"I had
grown up on rodeo grounds, and it was inevitable that one
day rodeo competition would beckon and that one day I would
heed the call. My father's credo was simple:
if there was prize money, I was to try for it.
And so I entered skeet-shooting contests, chuck-wagon races,
I rode bulls and even bucking horses--though I loathed
riding broncs and had no talent for it. At
fourteen, I began to practice the rodeo event called
"bulldogging," which would prove to be the one at which I
was most capable. Bulldogging started on ranches
in Texas. Cowboys would have to hold herds of
cattle together for hours at a time while various animals
were singled out and roped--for veterinary treatment,
perhaps, or for branding. Occasionally, a grown
animal would run out of the herd, and the cowboys would
chase after him and turn him back. For their own
amusement during the long hours on the range, they started
to compete among themselves in this chase-and-turn work.
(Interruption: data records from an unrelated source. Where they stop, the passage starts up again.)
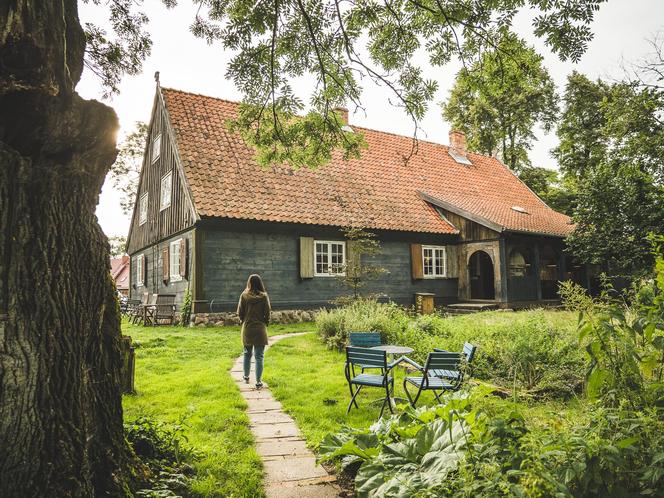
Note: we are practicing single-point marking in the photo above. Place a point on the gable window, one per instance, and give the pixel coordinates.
(175, 260)
(519, 263)
(143, 209)
(330, 258)
(434, 263)
(165, 196)
(156, 147)
(140, 270)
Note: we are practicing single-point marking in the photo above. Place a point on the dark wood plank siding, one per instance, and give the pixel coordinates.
(230, 255)
(469, 230)
(179, 215)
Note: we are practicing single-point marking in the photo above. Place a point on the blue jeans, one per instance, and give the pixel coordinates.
(258, 352)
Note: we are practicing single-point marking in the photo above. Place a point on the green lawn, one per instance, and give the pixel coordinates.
(182, 374)
(315, 392)
(309, 381)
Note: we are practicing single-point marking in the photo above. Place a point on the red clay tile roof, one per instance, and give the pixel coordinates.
(377, 191)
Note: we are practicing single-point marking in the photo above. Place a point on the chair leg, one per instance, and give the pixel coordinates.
(352, 397)
(389, 401)
(382, 408)
(410, 400)
(413, 402)
(352, 400)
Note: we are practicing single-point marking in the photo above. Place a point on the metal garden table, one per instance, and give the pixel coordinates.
(393, 349)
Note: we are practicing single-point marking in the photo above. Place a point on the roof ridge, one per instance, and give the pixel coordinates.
(383, 132)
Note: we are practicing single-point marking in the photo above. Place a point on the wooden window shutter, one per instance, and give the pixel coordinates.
(416, 261)
(452, 263)
(183, 257)
(165, 264)
(306, 257)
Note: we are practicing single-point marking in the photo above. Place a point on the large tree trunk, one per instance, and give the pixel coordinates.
(60, 403)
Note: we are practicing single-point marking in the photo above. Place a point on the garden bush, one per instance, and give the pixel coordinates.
(166, 456)
(536, 350)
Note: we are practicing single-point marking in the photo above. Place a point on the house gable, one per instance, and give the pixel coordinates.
(160, 159)
(380, 190)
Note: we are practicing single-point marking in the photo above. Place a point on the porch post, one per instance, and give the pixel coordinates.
(536, 269)
(502, 261)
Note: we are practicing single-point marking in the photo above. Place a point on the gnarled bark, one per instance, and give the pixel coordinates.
(60, 404)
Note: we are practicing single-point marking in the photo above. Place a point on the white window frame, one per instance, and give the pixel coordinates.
(173, 262)
(143, 201)
(329, 244)
(434, 250)
(165, 201)
(140, 272)
(156, 147)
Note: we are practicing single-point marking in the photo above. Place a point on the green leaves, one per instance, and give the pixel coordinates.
(499, 100)
(611, 144)
(408, 453)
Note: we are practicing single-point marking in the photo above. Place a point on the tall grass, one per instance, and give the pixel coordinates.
(537, 349)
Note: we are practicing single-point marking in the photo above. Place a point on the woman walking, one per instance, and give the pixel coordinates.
(254, 312)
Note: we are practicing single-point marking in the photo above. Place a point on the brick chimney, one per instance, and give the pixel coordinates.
(344, 114)
(458, 141)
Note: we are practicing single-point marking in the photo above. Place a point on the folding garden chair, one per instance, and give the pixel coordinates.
(469, 353)
(136, 314)
(163, 310)
(368, 358)
(429, 381)
(364, 340)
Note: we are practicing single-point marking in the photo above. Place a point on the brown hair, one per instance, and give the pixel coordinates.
(255, 284)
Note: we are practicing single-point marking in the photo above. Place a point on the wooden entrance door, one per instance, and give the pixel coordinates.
(481, 276)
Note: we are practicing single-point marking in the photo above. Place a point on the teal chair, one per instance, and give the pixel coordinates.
(469, 354)
(429, 381)
(368, 358)
(364, 340)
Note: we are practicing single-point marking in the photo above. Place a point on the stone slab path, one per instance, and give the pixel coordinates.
(290, 467)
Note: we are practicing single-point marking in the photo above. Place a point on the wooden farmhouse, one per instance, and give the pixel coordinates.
(451, 223)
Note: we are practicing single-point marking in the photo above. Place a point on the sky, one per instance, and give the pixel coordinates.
(622, 29)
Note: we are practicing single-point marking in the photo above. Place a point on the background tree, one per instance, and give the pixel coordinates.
(358, 270)
(61, 429)
(498, 101)
(611, 145)
(557, 191)
(118, 246)
(126, 169)
(61, 415)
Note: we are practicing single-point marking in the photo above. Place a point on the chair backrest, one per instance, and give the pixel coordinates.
(366, 357)
(365, 339)
(469, 350)
(165, 299)
(443, 360)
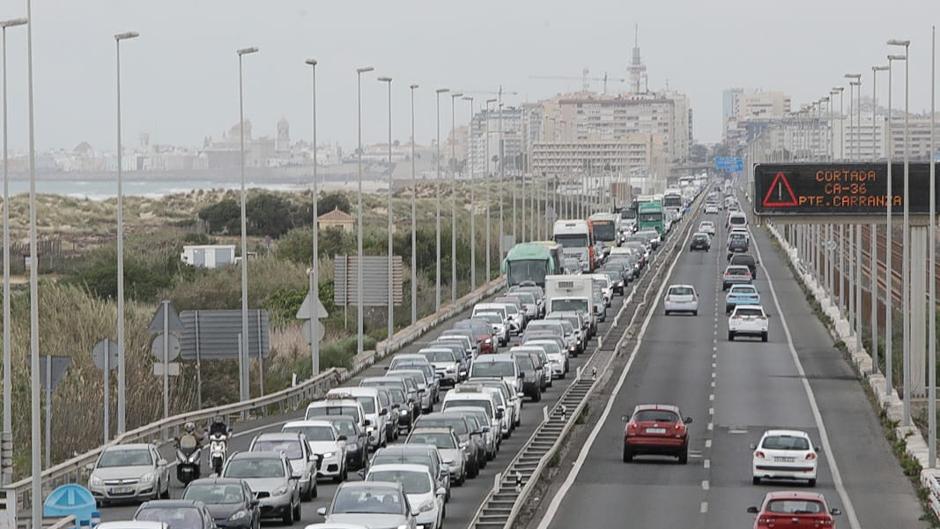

Some tried jumping from their horses onto the animal's neck,
turning him back using their bare hands.
One day a
black cowboy named Bill Pickett rode after a steer, jumped
on its head, leaned over and grabbed its upper lip in his
mouth, and bit down hard. The animal was so
surprised by the pain that it fell. This was the
very method that the English bulldog used to drop deer.
Pickett would then turn the animal around and drive it back
into the herd. The ranch put him on a tour to
demonstrate his remarkable methods, which evolved into the
event that we know today as bulldogging."